In reality, returning ex-offenders among the public without a support system is like putting wolves among the sheep. These men will re-offend and the public will thirst for vengeance. Any politician foolish enough to provide help for these offenders will be labeled soft on crime and ostracized by good, honest citizens. Society, it seems, prefers to spend obscene sums of money to catch criminals and to house and feed them, rather than invest in programs to prevent crimes.

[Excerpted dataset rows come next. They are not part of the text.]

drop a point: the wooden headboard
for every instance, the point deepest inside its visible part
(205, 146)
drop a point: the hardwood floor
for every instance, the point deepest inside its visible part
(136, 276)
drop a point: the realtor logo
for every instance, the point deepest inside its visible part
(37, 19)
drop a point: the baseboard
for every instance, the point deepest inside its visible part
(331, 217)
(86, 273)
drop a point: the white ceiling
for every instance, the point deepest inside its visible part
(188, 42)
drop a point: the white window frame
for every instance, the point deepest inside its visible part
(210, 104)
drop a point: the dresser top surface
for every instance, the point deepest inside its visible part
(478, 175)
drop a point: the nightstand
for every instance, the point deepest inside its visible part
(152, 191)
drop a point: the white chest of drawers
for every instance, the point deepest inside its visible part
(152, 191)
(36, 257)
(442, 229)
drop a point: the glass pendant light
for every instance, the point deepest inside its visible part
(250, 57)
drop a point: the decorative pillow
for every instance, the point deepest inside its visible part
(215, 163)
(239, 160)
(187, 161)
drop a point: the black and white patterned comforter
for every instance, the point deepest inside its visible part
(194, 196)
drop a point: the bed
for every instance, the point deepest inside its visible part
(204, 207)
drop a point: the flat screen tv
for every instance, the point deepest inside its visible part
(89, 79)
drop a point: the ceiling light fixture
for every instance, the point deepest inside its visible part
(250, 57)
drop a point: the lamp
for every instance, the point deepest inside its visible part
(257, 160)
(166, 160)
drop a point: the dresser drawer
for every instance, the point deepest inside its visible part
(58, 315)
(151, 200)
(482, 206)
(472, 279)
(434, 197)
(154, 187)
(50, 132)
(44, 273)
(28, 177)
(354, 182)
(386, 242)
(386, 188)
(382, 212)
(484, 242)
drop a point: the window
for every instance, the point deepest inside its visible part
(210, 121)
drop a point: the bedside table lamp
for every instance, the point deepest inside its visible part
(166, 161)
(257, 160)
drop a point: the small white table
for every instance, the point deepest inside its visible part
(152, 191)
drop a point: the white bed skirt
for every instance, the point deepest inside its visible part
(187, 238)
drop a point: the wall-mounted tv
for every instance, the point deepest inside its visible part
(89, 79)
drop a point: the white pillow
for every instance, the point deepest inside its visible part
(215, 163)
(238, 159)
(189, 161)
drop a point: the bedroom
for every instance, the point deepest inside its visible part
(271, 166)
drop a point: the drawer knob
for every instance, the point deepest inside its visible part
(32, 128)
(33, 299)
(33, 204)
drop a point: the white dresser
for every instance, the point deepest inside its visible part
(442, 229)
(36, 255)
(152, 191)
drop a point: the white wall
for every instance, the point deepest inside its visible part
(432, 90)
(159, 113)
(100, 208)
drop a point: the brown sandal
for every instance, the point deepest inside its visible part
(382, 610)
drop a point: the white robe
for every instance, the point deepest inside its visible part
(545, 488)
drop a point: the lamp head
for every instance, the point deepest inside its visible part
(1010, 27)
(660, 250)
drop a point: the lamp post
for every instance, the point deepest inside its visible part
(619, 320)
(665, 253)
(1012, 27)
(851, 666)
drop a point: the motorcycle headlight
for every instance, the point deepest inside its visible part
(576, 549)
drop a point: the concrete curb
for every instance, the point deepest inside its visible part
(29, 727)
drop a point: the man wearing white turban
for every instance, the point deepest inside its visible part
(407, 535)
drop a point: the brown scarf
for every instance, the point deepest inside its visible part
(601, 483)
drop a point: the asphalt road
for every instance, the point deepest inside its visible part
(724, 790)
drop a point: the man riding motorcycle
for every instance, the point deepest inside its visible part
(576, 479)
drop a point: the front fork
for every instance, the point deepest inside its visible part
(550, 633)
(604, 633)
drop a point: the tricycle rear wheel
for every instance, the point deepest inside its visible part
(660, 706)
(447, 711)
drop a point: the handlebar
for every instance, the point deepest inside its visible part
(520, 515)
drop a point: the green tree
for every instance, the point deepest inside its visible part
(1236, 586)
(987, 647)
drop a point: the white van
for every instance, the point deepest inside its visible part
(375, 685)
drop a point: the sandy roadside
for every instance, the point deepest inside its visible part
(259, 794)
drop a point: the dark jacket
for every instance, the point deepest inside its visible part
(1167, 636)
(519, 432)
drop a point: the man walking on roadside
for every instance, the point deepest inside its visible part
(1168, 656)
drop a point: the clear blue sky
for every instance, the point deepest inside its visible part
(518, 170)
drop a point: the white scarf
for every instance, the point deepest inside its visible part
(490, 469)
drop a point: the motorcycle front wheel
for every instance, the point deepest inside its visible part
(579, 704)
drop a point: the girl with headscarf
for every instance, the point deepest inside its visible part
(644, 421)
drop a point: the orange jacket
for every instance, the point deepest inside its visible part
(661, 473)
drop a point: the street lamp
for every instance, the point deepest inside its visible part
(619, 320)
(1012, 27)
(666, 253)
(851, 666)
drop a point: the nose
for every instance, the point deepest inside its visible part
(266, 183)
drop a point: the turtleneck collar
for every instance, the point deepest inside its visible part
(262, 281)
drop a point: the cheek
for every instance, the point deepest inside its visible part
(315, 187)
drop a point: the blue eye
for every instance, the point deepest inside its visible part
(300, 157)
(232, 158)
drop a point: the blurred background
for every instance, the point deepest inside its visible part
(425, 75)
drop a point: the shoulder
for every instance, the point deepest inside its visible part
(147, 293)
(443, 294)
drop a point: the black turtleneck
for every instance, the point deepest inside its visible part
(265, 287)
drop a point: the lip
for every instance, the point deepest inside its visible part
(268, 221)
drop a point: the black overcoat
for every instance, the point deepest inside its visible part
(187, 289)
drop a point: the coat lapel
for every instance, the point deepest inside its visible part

In her new book, Chasing Gideon: The Elusive Quest for Poor People’s Justice, Karen Houppert looks at the other end of the spectrum: how individuals get into the criminal justice system in the first place. That, too, provides another harrowing picture. As a society, we absolve our guilt about convicting an honest man by providing a lawyer to the accused if he cannot afford one. Of course, that promise is little more than lip service. As Houppert points out, the average public defender carries a caseload of between 400 to 600 cases a year. The numbers are so horrific that sometimes the lawyer and his client meet for the first time in the courtroom. Justice cannot prevail when there is, essentially, no defense. One man, according to the author, spent 27 years in prison convicted solely on the testimony of a mentally ill heroin addict with a history of hallucinations. Unfortunately, the attorney for the accused didn’t know or failed to be to mention this fact to the jury. (“News”, by Leonard Pitts , Jr. The Week, March 29, 2013, pg. 12.)
The justice system in the United States is in shambles. It needs champions like those who served the Feminist and Civil Rights movements. Unfortunately, those in need of such champions are the least among us, the most unsympathetic and the most feared. I have no idea from where these champion will emerge, but I do know it won’t be from among the politicians.